Now extended to mid-2019, the Australian National Action Plan on Women, Peace and Security sets the Australian Government’s domestic and international strategy to integrate a gender perspective in its peace and security efforts in the listed timeframe. Priorities include: protecting the rights of women and girls, promoting women’s participation in peacebuilding/keeping and conflict resolution, and supporting civil society groups who promote women’s leadership in peace processes.
Women Peace and Security Index
Created by the Georgetown Institute for Women, Peace and Security in conjunction with the Peace Research Institute of Oslo the index is a major innovation that, for the first time, compiles international data to rank 153 countries on peace, security, women’s inclusion and justice. The report will be updated every two years, and will provide greater insight on women’s economic, social, and political inclusion; women’s access to formal justice in retaliation to informal discrimination; and the family, community, and societal aspects of women’s security.
Read WPS Coalition members, Anu Mundkur and Laura Shepherd’s, reflections on the index in How (not) to make WPS count.
Transforming our World: the 2030 Agenda for Sustainable Development
The 2030 Agenda for Sustainable Development, adopted in September 2015 aims to tackle a broad range of global challenges such as eradicating poverty, reducing inequalities, reversing global climate change, ending conflict and sustaining peace. The two goals most relevant to the women, peace and security agenda are Goal 5 (achieve gender equality) and Goal 16 (promote peaceful and inclusive societies). There is no explicit goal or target on Women, Peace and Security, however the SDGs can bolster WPS implementation and be used to hold nations accountable to the WPS Agenda
Turning Promises Into Action: Gender Equality in the 2030 Agenda for Sustainable Development
The 2030 Agenda for Sustainable Development’s commitment to gender equality is prominent, comprehensive and cross-cutting, building on the commitments and norms contained in the Beijing Declaration and Platform for Action and the Convention on the Elimination of All Forms of Discrimination against Women (CEDAW). This report makes clear that women play a vital role in preventing conflict and maintain peace thus making gender equality a driver of sustainable development.

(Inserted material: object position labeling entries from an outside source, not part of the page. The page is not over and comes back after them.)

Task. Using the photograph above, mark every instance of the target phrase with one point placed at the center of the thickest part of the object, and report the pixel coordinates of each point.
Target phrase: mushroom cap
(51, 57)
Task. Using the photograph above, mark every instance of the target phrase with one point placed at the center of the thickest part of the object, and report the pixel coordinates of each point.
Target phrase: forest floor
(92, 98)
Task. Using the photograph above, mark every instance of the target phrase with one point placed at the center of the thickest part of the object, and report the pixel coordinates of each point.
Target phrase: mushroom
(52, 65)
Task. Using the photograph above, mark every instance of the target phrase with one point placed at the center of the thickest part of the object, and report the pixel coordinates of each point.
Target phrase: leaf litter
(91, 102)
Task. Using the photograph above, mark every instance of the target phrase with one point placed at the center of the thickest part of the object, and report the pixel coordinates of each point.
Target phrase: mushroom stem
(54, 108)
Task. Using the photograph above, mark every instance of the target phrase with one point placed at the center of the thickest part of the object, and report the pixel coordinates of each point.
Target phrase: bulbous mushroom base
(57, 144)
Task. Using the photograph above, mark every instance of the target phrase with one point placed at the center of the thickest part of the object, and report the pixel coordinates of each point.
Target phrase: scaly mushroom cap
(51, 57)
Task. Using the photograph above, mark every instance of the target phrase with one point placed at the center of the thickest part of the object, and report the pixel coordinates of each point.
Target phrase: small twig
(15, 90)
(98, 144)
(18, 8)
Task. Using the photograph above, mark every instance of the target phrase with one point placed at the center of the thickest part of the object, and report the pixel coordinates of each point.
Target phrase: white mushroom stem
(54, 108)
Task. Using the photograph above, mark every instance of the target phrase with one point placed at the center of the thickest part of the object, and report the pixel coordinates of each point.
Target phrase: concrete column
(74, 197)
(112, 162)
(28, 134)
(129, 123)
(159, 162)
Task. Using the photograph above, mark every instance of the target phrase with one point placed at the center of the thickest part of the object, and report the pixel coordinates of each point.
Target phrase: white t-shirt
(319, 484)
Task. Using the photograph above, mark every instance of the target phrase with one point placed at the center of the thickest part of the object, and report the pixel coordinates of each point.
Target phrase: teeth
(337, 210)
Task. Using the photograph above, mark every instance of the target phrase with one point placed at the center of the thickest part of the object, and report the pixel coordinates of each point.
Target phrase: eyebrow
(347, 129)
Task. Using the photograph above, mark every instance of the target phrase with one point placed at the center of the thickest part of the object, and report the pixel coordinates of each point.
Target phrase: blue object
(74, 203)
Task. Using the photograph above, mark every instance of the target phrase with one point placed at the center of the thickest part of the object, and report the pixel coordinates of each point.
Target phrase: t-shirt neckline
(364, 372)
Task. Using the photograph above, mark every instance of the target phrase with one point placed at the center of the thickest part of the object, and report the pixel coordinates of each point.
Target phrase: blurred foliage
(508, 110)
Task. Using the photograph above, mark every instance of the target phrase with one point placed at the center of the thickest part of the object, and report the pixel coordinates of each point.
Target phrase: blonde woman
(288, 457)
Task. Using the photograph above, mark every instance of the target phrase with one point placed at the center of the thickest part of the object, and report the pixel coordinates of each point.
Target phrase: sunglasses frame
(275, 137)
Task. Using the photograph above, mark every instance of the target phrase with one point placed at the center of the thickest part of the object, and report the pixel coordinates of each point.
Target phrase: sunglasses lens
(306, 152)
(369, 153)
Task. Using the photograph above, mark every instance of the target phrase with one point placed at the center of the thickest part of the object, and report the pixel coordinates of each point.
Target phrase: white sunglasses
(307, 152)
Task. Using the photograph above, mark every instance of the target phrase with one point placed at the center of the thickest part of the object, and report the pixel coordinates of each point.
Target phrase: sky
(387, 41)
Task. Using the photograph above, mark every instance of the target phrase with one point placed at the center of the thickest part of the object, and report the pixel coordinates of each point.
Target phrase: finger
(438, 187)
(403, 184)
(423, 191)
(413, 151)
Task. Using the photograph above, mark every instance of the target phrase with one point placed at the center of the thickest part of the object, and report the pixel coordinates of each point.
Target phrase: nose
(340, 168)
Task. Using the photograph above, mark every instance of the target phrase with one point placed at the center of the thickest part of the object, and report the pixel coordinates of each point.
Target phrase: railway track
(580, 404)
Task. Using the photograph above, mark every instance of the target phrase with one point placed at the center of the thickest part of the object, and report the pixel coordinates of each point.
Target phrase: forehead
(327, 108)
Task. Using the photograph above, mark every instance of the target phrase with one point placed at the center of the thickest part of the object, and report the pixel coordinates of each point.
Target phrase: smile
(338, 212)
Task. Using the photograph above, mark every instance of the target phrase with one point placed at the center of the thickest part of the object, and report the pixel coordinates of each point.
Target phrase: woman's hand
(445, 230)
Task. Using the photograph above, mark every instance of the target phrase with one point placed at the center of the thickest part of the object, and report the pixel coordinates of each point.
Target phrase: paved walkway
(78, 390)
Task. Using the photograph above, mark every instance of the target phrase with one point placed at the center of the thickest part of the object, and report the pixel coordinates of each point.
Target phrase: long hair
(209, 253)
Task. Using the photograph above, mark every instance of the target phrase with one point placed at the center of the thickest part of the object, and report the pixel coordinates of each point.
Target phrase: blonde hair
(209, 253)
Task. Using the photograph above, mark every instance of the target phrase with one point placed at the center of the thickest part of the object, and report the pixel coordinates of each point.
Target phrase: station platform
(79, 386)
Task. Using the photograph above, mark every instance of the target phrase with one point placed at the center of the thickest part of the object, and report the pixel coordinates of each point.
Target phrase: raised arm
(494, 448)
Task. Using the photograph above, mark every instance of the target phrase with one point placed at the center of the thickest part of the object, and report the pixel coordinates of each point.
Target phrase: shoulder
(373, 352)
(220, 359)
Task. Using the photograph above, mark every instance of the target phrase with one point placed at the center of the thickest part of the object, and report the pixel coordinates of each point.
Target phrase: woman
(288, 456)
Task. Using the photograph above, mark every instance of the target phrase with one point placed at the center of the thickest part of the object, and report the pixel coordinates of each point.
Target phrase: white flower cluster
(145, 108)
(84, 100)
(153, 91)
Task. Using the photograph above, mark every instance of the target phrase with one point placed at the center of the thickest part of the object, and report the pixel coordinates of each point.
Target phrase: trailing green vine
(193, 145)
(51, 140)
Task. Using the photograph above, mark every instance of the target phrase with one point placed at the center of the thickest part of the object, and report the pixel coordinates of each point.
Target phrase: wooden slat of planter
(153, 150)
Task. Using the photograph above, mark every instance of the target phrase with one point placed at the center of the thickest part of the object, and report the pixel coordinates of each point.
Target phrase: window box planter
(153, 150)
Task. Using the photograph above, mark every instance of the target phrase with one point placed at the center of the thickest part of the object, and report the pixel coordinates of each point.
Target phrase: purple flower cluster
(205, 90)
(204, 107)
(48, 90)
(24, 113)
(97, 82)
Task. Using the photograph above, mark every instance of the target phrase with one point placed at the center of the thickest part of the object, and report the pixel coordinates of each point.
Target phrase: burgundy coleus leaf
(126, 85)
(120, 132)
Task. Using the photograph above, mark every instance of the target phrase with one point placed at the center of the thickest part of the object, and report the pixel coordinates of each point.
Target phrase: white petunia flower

IWDA Policy Brief- Global Goals: Women, Peace and Security
The International Women’s Development Agency (IWDA) is the leading Australian agency entirely focussed on women’s rights and gender equality in the Asia Pacific region, and is a member of the Civil Society Coalition for Women, Peace and Security. Within this policy brief, IWDA provides justification for linking the WPS Agenda to the 2030 Agenda for Sustainable Development, and calls on the Australian government to adopt an approach to the SDGs which places women, peace and security at the centre of its efforts.
Our Secure Future: National Action Plan Map
National Action Plans (NAPs) are strategies created by each state to implement UNSCR 1325 and subsequent WPS Agenda resolutions. Our Secure Future has created an interactive map that reflects the status of state commitments to the WPS Agenda. The Map includes information on NAP development, revision, civil society and government organisations engaged in NAP creation and implementation, and country rankings on the WPS and Global Peace Indexes.
Women, Peace and Security An Introductory Manual from the Australian National Committee for UN Women
This report provides an introductory overview of the Women, Peace and Security Agenda, its background and history, key international instruments and its relevance and implications for Australia. This resource aims to give people who are new the the WPS movement an overview of what it is, why it is important, where it fits in the international structure of conventions, resolutions and other agreements for upholding women’s rights in conflict.